Next, we performed gene set enrichment analysis (GSEA), looking for Reactome (Jassal et al., 2020) gene sets enriched for correlation with ORF1p. “DNA replication” was the most enriched category after normalization (NES=2.74, p,q<10−4), with the G1/S transition driving transcription factor E2F3 being the most strongly correlated gene in the set (ρ=0.39, p=0.0068). Among the sets tested, “activation of ATR in response to replication stress” had the highest pre-normalization enrichment score (ES=0.75, p,q<10−4). This includes correlation with ORF1p at p<0.05 for 3 Replication Factor C complex (RFC) members, 2 Origin Recognition Complex (ORC) members, RAD9A and RPA1. Given the strong correlation between ORF1p and the cell cycle driving transcription factor E2F3, we wondered whether any of the other cell cycle driving ORF1p correlations identified in endometrial cancer are also present in ovarian cancer. We did not find a significant correlation with protein levels of cyclins E1, A2, and B1, but we did find significant ORF1p correlations for PLK1 (ρ=0.37, p=0.001) and AURKB (ρ=0.34, p=0.0025) protein levels and CDK1 and 2 phosphotargets (Figure 7B, D-E).
DISCUSSION
We have used phosphoproteomic data to identify correlations between LINE-1 expression and S phase checkpoint signaling. This indicates that recent studies showing that LINE-1 overexpression leads to DNA replication conflicts are relevant to human tumors. We also identified strong LINE-1 RNA/protein correlations that exceed the RNA/protein correlation for most host genes as well as correlations between LINE-1 expression and drivers of cell cycle progression that may indicate changes to cell cycle in response to chronic DNA damage or may indicate faster growth in LINE-1 expressing tumors.

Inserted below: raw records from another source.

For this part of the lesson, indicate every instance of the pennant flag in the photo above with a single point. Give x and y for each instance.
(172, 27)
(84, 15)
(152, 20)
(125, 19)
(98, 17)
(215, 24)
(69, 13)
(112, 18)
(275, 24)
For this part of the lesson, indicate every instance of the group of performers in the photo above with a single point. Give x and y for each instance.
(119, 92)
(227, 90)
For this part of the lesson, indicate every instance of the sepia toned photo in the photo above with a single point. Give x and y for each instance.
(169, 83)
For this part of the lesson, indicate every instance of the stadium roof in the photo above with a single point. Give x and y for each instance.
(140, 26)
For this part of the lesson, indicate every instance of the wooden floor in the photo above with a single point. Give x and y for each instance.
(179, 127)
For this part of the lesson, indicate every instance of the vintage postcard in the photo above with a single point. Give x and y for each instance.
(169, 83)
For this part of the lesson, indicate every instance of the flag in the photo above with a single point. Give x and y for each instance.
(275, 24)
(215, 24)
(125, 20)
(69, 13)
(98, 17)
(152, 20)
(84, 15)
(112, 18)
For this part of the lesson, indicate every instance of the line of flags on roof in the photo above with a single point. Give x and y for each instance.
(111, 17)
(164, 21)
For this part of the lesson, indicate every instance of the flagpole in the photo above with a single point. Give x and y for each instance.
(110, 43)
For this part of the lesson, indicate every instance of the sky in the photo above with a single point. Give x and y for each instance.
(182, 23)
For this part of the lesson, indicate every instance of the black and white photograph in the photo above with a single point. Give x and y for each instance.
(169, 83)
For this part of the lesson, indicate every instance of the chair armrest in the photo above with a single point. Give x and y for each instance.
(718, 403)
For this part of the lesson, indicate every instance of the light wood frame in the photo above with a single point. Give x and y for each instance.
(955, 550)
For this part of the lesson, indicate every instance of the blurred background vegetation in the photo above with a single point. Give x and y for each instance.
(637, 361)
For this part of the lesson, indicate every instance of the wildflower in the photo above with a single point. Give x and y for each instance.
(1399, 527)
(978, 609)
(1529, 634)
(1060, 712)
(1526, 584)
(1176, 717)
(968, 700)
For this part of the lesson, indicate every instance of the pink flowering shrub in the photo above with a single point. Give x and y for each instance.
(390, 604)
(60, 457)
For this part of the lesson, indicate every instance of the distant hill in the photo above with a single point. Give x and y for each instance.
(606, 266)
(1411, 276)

One might expect that because of the challenges associated with quantifying the expression of highly repetitive elements such as LINE-1, the LINE-1 RNA/protein correlation would be weaker than those for most host genes. The very high degree of correlation that we observe would then be surprising. However, ORF1p binds in cis to its own RNA (Wei et al., 2001), likely protecting it from degradation. If naked LINE-1 RNAs are highly susceptible to degradation, most LINE-1 RNA would be present in complex with ORF1p, explaining the elevated RNA/protein correlation. Correlation between LINE-1 RNA and ORF2p or between ORF1p and ORF2p is less clear. Endogenous ORF2p is extremely difficult to measure (Ardeljan, Wang, et al., 2020) and was at best sparsely observed in our analysis, but we did find that correlation LINE-1 ORF1p and somatic insertions are correlated in endometrial cancer. Because ORF2p is critical to retrotransposition, this suggests that it is also correlated with somatic insertions and thus with ORF1p, at least in endometrial cancer. Translational regulation of ORF2p is well reported (Alisch et al., 2006; Mita et al., 2018; Taylor et al., 2013) and WGS was limited, so such a correlation may not be universal. It is also possible to have ORF1p expression from loci that lack an intact ORF2. However, we find ORF1p to be similarly correlated with both intact and ORF1 only RNA (figure S1).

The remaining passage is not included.